Aloysius Dreaming Bear lost his lawsuit against the Oelrichs School District, which refused to let Dreaming Bear or any of the Lakota students that keep the school open wear traditional Lakota robes for graduation. The Rapid City School District kept its foot out of the bad press bear trap and granted permission for an American Indian student to wear Lakota regalia to graduation.

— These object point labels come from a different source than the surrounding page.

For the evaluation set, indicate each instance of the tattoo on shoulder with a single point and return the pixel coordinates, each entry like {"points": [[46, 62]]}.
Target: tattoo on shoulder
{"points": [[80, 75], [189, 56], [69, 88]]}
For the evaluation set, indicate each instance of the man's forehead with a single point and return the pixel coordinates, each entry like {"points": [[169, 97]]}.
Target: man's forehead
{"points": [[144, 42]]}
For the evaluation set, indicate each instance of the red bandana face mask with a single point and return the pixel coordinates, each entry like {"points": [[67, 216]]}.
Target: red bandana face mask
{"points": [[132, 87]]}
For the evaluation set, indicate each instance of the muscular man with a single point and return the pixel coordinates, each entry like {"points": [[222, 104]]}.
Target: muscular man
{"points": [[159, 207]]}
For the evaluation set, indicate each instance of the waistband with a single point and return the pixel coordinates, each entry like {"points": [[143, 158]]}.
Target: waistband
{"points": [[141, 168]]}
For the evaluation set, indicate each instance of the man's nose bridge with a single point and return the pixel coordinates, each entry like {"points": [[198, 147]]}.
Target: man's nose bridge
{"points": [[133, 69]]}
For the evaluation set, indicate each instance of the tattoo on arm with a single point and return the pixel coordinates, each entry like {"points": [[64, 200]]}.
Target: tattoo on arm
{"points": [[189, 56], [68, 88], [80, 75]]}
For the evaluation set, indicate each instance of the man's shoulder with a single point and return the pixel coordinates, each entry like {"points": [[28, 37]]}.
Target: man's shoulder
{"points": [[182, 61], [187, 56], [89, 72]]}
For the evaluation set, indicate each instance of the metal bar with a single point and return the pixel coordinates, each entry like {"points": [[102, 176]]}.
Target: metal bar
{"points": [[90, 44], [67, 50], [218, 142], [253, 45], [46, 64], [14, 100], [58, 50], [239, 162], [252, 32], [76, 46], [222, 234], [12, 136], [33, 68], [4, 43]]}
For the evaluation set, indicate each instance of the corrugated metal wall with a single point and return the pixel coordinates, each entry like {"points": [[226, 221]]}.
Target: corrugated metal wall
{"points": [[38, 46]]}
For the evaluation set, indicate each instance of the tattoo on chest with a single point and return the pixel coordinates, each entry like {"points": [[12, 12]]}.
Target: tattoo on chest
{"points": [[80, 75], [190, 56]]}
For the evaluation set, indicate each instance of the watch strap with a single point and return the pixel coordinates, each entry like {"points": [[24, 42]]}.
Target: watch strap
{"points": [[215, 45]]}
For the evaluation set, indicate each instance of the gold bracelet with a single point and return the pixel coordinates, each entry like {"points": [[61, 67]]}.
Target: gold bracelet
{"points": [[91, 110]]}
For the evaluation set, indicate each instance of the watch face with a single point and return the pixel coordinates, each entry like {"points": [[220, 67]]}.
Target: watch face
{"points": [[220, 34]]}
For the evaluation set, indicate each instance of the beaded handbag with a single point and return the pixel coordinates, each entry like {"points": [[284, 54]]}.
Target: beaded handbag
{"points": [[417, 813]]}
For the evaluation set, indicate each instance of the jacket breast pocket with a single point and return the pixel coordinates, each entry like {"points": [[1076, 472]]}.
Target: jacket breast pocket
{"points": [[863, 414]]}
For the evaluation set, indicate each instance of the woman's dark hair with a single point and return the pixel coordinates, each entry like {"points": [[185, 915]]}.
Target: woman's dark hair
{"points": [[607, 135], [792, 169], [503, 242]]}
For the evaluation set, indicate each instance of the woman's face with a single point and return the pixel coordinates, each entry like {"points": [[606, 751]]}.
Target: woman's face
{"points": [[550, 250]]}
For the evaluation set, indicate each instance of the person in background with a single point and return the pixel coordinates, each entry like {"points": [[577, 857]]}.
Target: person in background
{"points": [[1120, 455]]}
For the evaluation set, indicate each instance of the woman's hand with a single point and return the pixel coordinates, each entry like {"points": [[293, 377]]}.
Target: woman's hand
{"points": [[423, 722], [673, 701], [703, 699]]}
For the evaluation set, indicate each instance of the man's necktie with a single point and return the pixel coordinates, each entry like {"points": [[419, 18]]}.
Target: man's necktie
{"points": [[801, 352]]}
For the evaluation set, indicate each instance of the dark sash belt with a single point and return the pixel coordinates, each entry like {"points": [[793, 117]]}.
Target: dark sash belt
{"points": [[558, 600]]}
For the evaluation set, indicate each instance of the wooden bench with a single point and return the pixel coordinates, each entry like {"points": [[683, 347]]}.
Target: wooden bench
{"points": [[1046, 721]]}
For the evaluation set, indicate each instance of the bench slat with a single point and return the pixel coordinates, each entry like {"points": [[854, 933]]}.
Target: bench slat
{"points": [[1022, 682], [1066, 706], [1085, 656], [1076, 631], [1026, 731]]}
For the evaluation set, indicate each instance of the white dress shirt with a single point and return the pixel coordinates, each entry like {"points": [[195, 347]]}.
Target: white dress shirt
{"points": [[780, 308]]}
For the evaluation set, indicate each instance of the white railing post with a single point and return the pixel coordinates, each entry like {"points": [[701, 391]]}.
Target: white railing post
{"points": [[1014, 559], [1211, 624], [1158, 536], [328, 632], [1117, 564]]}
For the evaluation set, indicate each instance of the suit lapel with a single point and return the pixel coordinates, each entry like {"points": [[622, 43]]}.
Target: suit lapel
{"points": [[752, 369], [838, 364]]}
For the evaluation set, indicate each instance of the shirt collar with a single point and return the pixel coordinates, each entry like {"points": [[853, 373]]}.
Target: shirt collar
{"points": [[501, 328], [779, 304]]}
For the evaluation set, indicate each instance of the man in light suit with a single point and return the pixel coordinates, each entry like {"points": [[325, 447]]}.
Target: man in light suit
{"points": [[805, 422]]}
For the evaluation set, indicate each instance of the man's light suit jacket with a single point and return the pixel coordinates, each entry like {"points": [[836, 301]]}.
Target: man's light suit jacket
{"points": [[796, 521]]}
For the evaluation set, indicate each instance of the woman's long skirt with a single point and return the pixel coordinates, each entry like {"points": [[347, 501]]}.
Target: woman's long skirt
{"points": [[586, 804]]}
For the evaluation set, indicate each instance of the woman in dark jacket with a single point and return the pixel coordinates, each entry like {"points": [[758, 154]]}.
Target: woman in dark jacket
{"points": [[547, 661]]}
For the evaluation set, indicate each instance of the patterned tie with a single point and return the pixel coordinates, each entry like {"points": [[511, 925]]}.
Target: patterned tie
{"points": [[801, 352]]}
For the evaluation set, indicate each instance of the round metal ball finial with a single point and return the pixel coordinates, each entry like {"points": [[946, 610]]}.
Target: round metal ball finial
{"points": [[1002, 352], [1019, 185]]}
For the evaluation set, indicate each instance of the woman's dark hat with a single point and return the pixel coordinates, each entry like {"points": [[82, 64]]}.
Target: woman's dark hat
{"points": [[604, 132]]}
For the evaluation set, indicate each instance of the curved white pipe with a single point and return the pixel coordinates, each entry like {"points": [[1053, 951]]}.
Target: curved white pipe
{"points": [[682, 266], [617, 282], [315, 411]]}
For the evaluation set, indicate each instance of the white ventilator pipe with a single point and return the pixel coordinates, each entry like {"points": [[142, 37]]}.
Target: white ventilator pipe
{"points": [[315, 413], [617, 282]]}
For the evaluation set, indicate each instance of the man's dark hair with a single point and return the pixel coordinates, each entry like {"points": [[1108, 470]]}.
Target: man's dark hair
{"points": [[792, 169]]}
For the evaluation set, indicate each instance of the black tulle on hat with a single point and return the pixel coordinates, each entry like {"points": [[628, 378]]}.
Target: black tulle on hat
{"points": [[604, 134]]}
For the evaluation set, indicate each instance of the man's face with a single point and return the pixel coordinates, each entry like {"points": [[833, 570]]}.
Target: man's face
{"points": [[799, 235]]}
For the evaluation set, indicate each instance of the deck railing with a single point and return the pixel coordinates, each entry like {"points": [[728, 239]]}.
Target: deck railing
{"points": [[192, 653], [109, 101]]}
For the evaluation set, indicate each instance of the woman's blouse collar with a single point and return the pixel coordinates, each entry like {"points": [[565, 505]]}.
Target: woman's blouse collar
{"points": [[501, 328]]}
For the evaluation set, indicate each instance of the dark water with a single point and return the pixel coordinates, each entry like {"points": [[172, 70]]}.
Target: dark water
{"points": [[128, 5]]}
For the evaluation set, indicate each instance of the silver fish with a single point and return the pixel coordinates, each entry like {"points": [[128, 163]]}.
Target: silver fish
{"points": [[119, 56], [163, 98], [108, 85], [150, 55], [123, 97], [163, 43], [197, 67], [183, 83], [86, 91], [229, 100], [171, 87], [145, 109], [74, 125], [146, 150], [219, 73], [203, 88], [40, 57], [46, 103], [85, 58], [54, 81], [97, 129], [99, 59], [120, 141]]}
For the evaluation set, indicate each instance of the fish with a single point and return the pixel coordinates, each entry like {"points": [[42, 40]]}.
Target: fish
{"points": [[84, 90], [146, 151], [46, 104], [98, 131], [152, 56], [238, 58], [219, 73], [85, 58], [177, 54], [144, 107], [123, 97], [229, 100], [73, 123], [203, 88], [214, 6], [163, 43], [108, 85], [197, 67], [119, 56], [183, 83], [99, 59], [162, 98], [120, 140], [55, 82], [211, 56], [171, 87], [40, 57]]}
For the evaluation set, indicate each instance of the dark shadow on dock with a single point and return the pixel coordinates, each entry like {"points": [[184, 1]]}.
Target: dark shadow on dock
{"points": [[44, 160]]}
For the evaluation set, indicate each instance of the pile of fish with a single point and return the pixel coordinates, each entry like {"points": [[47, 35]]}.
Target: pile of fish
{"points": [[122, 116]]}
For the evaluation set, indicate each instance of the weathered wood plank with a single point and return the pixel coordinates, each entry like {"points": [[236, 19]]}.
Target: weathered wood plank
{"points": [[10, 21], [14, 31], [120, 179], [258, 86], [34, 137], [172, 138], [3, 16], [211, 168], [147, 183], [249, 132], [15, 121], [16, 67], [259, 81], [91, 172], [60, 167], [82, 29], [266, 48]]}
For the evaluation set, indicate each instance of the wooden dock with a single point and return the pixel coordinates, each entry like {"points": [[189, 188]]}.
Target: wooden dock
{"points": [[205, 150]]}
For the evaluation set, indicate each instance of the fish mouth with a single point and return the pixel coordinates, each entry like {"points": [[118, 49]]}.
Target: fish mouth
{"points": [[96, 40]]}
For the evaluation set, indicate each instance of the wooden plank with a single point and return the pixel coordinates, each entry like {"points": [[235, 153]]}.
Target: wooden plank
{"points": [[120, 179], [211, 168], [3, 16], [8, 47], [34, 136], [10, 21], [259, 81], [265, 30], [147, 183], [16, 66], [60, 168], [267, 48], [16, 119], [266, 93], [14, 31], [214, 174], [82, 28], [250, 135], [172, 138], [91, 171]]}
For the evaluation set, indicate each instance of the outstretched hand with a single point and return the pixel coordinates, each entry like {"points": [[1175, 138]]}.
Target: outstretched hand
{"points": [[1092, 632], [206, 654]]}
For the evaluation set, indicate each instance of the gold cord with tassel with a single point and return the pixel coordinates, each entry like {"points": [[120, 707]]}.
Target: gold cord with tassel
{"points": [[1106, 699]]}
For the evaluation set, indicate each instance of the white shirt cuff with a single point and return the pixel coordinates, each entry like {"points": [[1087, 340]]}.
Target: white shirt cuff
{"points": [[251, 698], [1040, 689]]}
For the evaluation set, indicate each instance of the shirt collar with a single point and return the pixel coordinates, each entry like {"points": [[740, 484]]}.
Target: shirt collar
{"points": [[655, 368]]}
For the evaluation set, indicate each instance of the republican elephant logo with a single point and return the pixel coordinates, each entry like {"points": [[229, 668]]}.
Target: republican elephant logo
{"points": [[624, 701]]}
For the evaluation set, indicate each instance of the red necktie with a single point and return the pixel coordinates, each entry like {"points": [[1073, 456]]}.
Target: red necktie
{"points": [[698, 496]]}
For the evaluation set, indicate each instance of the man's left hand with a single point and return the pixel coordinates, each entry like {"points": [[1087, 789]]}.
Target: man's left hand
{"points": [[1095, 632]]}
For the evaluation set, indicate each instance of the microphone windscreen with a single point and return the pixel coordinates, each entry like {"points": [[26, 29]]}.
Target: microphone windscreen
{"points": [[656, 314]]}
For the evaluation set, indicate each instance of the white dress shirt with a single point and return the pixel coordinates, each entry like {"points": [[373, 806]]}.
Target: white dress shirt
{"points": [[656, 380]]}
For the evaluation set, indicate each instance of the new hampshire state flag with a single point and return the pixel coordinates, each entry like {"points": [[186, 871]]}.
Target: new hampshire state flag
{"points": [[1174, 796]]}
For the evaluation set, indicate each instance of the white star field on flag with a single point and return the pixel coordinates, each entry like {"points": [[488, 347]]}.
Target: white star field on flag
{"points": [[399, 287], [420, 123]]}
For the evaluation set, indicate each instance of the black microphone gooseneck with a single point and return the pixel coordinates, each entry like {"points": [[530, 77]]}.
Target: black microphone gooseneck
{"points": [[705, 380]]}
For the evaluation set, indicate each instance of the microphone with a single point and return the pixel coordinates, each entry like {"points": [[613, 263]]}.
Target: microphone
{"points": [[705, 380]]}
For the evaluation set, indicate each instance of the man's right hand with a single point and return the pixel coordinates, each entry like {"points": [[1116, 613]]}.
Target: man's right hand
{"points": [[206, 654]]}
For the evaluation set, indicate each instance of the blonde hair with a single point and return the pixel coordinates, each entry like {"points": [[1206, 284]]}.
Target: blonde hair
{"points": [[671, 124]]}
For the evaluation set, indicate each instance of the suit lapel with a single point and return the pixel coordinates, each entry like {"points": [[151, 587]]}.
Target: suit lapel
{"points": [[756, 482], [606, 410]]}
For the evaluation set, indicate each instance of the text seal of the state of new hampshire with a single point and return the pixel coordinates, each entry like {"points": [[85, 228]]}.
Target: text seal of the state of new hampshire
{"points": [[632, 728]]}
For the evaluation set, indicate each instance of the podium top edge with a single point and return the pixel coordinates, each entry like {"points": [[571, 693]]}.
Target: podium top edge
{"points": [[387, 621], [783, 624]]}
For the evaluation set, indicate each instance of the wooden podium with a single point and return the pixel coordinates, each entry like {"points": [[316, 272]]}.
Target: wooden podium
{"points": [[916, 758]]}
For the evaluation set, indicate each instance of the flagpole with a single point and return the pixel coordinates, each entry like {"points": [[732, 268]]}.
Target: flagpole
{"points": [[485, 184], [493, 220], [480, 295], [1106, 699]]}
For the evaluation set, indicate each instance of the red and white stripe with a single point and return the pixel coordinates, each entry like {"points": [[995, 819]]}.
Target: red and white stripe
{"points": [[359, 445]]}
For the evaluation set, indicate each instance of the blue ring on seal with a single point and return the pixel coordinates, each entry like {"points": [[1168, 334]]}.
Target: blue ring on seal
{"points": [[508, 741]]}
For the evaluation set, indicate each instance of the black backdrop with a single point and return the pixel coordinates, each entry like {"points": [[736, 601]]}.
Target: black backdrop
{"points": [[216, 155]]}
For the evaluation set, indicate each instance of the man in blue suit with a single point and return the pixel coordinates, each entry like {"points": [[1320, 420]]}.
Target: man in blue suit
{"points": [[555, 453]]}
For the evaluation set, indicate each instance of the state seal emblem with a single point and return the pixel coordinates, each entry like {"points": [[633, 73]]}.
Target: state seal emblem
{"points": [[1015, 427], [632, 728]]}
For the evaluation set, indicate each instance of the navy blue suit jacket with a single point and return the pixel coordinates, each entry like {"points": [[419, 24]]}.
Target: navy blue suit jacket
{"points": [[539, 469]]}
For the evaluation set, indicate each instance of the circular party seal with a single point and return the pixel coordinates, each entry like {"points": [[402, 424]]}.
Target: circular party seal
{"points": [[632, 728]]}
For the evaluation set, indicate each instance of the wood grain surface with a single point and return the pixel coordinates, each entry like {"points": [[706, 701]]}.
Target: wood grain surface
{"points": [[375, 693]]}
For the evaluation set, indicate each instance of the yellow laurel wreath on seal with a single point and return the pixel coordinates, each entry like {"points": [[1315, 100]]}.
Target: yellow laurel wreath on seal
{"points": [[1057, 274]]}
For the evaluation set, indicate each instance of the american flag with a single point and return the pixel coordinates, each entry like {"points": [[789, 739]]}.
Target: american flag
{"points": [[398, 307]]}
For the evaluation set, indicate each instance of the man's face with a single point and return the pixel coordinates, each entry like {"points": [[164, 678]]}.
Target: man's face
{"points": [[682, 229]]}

Eric Zimmer writes a thoughtful discussion of reaction to the graduation controversies in The Dakota Day. He notes that the Oelrichs controversy, along with the "White Pride" t-shirt incident at Chamberlain High School and police shooting of a local Native man, made the most recent "Campaign to Unite a Community" less about unity and more about recrimination and continuing distrust. The controversy also brought out crotchety old white man Gordon Garnos to gripe about those darned Indians and their "so-called rights" and to tell our native neighbors that they have "bigger battles to fight." (Garnos's gripe originally appeared on South Dakota's best source of white-rage-entitlement thinking, Dakota Voice, but has since disappeared.)
Angry words don't sound like the right first step toward the "Year of Unity" that Governor Rounds mentioned back in February. But maybe they are. Perhaps there are arguments we need to have, grievances we need to air, before we can make any progress toward reconciliation. Maybe we white folks don't get to clap at a few comfortable pow-wows and call it good. Maybe we do need to be reminded of every symbol of the oppression we've perpetrated. Maybe our Lakota neighbors need to be reminded of every way in which they have failed to live up to the ideals of Black Elk and their ancestors.
We may not like angry words and confrontation. But South Dakotans of all races have a lot to confront. Some angry rallies and arguments may be exactly what the Year of Unity needs.